As investigações da operação policial mais letal da história do estado do Rio de Janeiro, que completa um ano, chegam ao fim sem elementos suficientes para confirmar o que se passou na maioria das casas e vielas do Jacarezinho naquele 6 de maio de 2021.

A força-tarefa que o Ministério Público estadual criou para apurar as 28 mortes na favela da zona norte carioca será desfeita após finalizar o último dos 13 inquéritos nesta quinta (5). Com isso, o saldo final é de 24 óbitos arquivados e 4 óbitos que motivaram denúncias.

"Tudo leva a crer que as versões apresentadas pelos policiais são coerentes. Mas, mesmo com essas provas, a gente não pôde na maioria dos casos cravar que houve legítima defesa. Nem dizer que o policial executou", diz o promotor André Luís Cardoso, que coordenou o grupo formado ainda por outros três promotores e um assessor jurídico.

Homens colam papel em poste
Moradores fazerm mutirão de lambe na favela do Jacarezinho, no Rio, para marcar um ano da operação que deixou 28 mortos - Eduardo Anizelli - 5.mai.2022/Folhapress

A denúncia mais recente foi feita contra os policiais civis Amaury Sérgio Godoy Mafra e Alexandre Moura de Souza, da Coordenadoria de Recursos Especiais (Core), pelos homicídios de Isaac Pinheiro de Oliveira e Richard Gabriel da Silva Ferreira, ambos de 23 anos.

A Promotoria concluiu que eles foram assassinados quando já estavam encurralados e desarmados no cômodo de uma casa e que os agentes "efetuaram disparos contra as vítimas indistintamente, imbuídos da intenção comum de executá-las".

A versão de troca de tiros alegada pelos policiais, que mudaram seus depoimentos na segunda vez em que foram à delegacia, foi desmentida pelas perícias do local e dos corpos. Não havia sinais de confronto, e fotos mostram que Isaac já havia sido duplamente baleado antes de ser morto.

Ambos também foram acusados por fraude processual, porque teriam atribuído falsamente às vítimas duas pistolas, carregadores e uma granada.
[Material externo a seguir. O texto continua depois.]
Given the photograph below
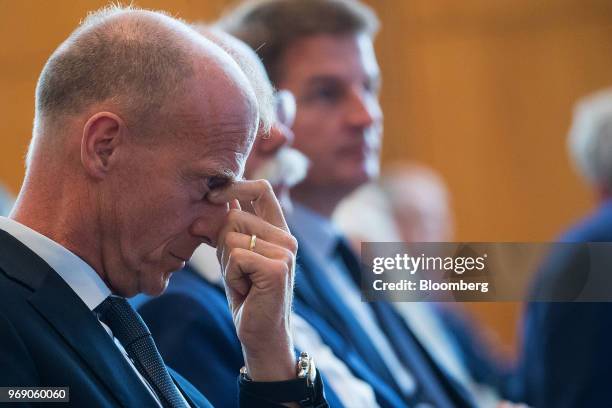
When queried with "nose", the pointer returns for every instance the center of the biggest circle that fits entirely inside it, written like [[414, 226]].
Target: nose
[[207, 226], [364, 110]]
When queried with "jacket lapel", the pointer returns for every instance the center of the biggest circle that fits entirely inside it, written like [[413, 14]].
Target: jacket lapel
[[59, 305]]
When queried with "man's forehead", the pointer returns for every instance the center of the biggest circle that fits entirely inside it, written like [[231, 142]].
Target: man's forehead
[[328, 57]]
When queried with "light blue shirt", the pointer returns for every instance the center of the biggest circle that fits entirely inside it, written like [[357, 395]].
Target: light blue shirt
[[319, 236]]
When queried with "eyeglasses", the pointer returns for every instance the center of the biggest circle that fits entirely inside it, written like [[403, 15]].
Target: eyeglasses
[[285, 105]]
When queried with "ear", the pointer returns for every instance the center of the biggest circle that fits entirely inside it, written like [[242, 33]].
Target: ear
[[102, 135]]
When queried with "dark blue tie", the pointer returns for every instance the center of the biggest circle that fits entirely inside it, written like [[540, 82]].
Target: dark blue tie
[[322, 297], [133, 334]]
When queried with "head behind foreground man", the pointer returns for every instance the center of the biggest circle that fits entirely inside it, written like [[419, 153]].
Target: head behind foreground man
[[140, 135]]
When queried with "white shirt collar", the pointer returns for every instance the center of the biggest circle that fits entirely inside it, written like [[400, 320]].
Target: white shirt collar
[[81, 277]]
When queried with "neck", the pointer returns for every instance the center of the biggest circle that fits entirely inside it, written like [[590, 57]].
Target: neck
[[322, 200]]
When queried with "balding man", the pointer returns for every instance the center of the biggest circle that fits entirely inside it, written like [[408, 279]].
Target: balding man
[[140, 135], [203, 334], [566, 356]]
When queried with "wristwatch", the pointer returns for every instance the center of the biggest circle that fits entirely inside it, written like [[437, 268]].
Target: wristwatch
[[306, 389]]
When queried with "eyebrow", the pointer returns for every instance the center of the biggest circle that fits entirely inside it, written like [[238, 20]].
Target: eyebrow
[[374, 80]]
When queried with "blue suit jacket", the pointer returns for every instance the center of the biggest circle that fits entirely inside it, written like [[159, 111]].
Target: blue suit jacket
[[195, 334], [394, 327], [48, 337], [567, 354]]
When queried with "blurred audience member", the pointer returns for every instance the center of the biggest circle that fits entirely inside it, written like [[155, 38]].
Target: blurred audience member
[[6, 201], [322, 51], [566, 354], [410, 203]]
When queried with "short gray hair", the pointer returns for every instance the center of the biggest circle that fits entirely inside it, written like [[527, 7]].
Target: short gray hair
[[132, 62], [590, 138], [252, 67]]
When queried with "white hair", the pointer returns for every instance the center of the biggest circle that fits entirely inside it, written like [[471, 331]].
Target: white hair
[[590, 138]]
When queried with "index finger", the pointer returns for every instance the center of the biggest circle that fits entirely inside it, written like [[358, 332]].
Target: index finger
[[259, 193]]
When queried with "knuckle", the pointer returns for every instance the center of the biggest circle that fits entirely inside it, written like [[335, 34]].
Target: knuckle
[[232, 239], [264, 185]]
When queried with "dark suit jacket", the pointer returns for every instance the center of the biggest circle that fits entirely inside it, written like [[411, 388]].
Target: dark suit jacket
[[194, 331], [48, 337], [391, 324], [567, 354]]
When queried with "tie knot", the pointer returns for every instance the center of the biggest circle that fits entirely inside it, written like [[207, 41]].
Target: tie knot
[[125, 323]]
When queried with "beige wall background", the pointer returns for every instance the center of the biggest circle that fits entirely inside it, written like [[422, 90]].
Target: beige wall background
[[480, 90]]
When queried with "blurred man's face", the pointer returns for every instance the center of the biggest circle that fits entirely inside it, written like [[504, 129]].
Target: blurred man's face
[[338, 123]]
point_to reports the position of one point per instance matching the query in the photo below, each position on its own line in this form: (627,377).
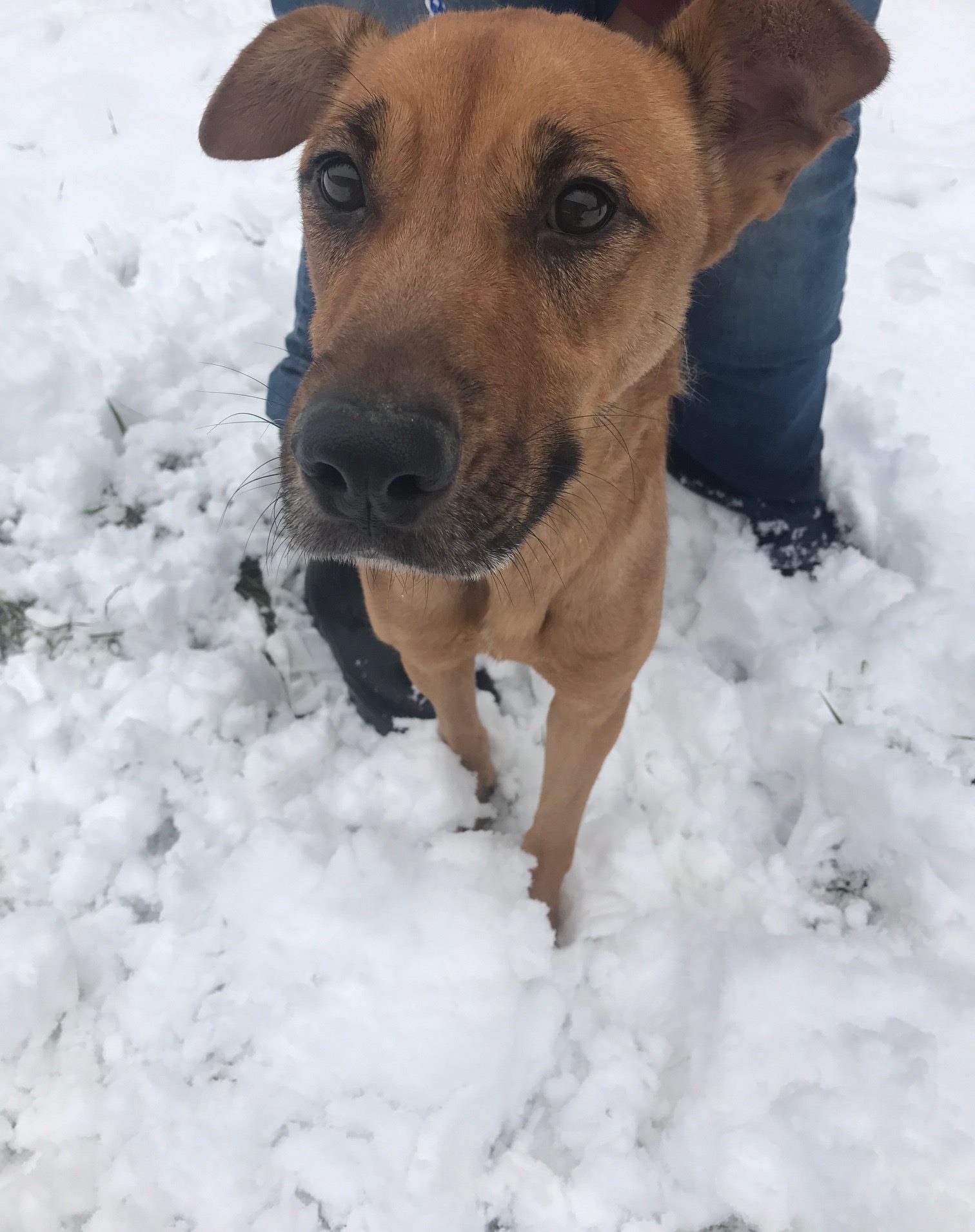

Segundo a denúncia a dupla ainda retirou os corpos antes da chegada da polícia e alterou a cena do crime.

Outras duas denúncias já haviam sido aceitas pela Justiça: a primeira contra dois policiais civis que teriam matado e removido o corpo de Omar Pereira, 21, do quarto de uma criança, e a segunda contra dois chefes do tráfico pelo homicídio do inspetor André Frias, 48 —o homem suspeito de ter efetuado o disparo morreu.

Em apenas duas ocorrências, foi possível ter certeza da legítima defesa dos agentes. Foram as que tiveram mais mortos, sete em uma casa e seis em outra. Na primeira, uma família contou ter sido feita refém; na segunda, houve um policial ferido, marcas de intenso confronto e um vídeo de um dos baleados caído ainda vivo.

O promotor afirma que a falta de testemunhas foi a maior dificuldade —das 161 pessoas procuradas, eles conseguiram ouvir apenas 72. Além do temor das trocas de tiro que afastaram os moradores das ruas naquele dia, imperou na comunidade o medo de falar com as autoridades sobre o caso.

Uma das desconfianças da população era com o fato de a própria Polícia Civil, responsável pela operação no Jacarezinho, ter sido incumbida de investigar a ação. A corporação chegou a abrir os inquéritos, mas finalizou apenas o do inspetor e produziu um relatório às pressas dizendo que a morte de Omar era inconclusiva, após a denúncia.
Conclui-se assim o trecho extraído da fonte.